Van Middendorp heeft op bijna ieder inspectiepunt uit het rapport een reactie gegeven, waarbij zij op diverse punten heeft aangegeven dat zij dan wel [bedrijf 1] het probleem moet oplossen. Uit deze reactie van Van Middendorp volgt een erkenning van dat deel van de gebreken zoals genoemd in het rapport. Voor zover Van Middendorp zich ten aanzien van de overige inspectiepunten op het standpunt stelt dat de werkzaamheden niet gebrekkig zijn verricht, heeft zij nagelaten dit met concrete feiten en omstandigheden toe te lichten en te onderbouwen door de bevindingen van Vebidak op die punten gemotiveerd te weerspreken. Dat geldt niet voor de inspectiepunten 25 tot en met 27. Daarover heeft Van Middendorp terecht opgemerkt dat die voor rekening en risico van Depa Vastgoed komen, omdat vuil op het dak (inspectiepunt 25) aan haar kan worden toegerekend, net als de constructie van de elektrakabels op het dak (inspectiepunten 26 en 27) die zij daar zelf heeft aangebracht. Dat neemt niet weg dat de gebreken zoals die blijken uit de overige inspectiepunten wel aan Van Middendorp kunnen worden toegerekend. De rechtbank zal de bevindingen uit het rapport, waaruit blijkt dat Van Middendorp haar werkzaamheden op de overige in het rapport genoemde onderdelen gebrekkig heeft verricht, dan ook als vaststaand aannemen. Dit leidt tot de conclusie dat Van Middendorp tekort is geschoten in de nakoming van een op haar rustende verbintenis uit de overeenkomst en die tekortkoming haar kan worden toegerekend.

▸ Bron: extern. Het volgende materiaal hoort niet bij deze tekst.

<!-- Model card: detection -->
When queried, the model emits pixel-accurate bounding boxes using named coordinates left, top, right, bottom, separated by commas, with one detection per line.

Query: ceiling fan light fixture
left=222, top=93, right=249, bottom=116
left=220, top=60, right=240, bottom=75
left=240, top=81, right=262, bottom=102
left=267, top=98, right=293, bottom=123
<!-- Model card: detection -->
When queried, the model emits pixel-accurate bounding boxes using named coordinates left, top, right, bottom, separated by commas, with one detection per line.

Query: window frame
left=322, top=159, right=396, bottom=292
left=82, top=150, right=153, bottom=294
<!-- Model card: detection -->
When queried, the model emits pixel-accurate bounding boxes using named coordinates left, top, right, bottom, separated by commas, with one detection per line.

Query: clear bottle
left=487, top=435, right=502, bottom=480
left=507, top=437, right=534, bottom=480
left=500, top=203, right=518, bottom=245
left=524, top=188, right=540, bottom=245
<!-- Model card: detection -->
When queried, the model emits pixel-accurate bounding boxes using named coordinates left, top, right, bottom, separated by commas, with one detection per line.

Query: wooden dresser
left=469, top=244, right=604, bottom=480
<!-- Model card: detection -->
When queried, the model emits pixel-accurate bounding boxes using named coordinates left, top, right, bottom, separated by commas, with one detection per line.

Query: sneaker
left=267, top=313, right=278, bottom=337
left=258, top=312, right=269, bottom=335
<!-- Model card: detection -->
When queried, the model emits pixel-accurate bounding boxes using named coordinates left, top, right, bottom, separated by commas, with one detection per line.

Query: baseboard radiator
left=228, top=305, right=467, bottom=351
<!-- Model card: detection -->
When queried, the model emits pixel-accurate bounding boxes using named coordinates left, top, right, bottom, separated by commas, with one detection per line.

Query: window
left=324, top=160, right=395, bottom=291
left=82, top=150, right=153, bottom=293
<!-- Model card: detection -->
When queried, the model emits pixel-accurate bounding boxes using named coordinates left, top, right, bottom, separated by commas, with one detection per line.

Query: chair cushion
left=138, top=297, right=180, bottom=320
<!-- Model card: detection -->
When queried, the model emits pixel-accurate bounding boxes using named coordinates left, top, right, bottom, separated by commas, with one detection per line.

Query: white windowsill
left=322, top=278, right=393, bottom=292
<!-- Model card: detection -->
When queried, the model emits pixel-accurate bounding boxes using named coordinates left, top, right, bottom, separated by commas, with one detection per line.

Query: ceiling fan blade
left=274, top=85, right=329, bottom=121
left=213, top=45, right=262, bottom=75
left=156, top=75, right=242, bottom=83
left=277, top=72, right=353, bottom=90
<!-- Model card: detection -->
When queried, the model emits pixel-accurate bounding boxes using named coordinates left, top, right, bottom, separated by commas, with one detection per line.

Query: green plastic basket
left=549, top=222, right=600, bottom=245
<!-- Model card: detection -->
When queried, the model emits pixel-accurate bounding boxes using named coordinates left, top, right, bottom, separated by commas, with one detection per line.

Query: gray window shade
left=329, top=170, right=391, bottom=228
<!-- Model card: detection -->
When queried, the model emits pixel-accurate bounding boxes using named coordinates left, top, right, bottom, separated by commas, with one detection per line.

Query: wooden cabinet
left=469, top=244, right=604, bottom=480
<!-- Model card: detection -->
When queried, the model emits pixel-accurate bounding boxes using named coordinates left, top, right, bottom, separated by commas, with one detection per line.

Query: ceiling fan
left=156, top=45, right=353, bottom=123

Verzuim: is Van Middendorp voldoende in de gelegenheid gesteld de gebreken zelf te herstellen?
5.6.
Voor zover nakoming niet reeds blijvend onmogelijk is, is op grond van artikel 6:74 lid 2 BW de schuldenaar pas verplicht de schade die het gevolg is van zijn tekortkoming te vergoeden, nadat hij in verzuim is komen te verkeren.
Op grond van artikel 82 lid 1 BW treedt het verzuim in, wanneer de schuldenaar in gebreke wordt gesteld bij een schriftelijke aanmaning waarbij hem een redelijke termijn voor de nakoming wordt gesteld, en nakoming binnen deze termijn uitblijft.
5.7.
Van Middendorp betoogt dat Depa Vastgoed ten onrechte al een derde ( [bedrijf 2] ) had ingeschakeld om herstelwerkzaamheden te laten verrichten. Van Middendorp heeft aangeboden om inspectiepunten uit het rapport te herstellen, maar de kans om herstelwerkzaamheden te verrichten is haar door het inschakelen van die derde ontnomen. Als gevolg hiervan komt de in dat kader gestelde schade volgens Van Middendorp niet voor vergoeding in aanmerking.
5.8.
Bij brief van 3 maart 2020 (zie 3.9) heeft Depa Vastgoed Van Middendorp (voor het eerst) in gebreke gesteld, door haar in de gelegenheid te stellen de herstelwerkzaamheden zoals die blijken uit het rapport binnen veertien dagen te verrichten. De rechtbank begrijpt uit de e-mails van Van Middendorp aan Depa Vastgoed van 20 maart 2020 (zie 3.10) en 22 april 2020 (zie 3.13) dat Van Middendorp bereid was een deel van de inspectiepunten zoals vermeld in het rapport te herstellen. Uit de e-mails van 23 maart 2020 (zie 3.12) en 22 april 2020 blijkt dat Van Middendorp niet bereid was de overige inspectiepunten (ook) te verhelpen. Zoals hiervoor is overwogen heeft Van Middendorp van de punten die zij niet bereid was te herstellen – met uitzondering van de inspectiepunten 25 tot en met 27 over de elektrakabels en het dakvuil – onvoldoende aangetoond dat dit geen gebreken zijn die aan haar kunnen worden toegerend. Met haar weigering die punten te herstellen, was Van Middendorp in verzuim. Dat betekent dat Depa Vastgoed vanaf dat moment gerechtigd was om een derde in te inschakelen voor de herstelwerkzaamheden. De kosten daarvan komen in beginsel voor vergoeding als schade in aanmerking.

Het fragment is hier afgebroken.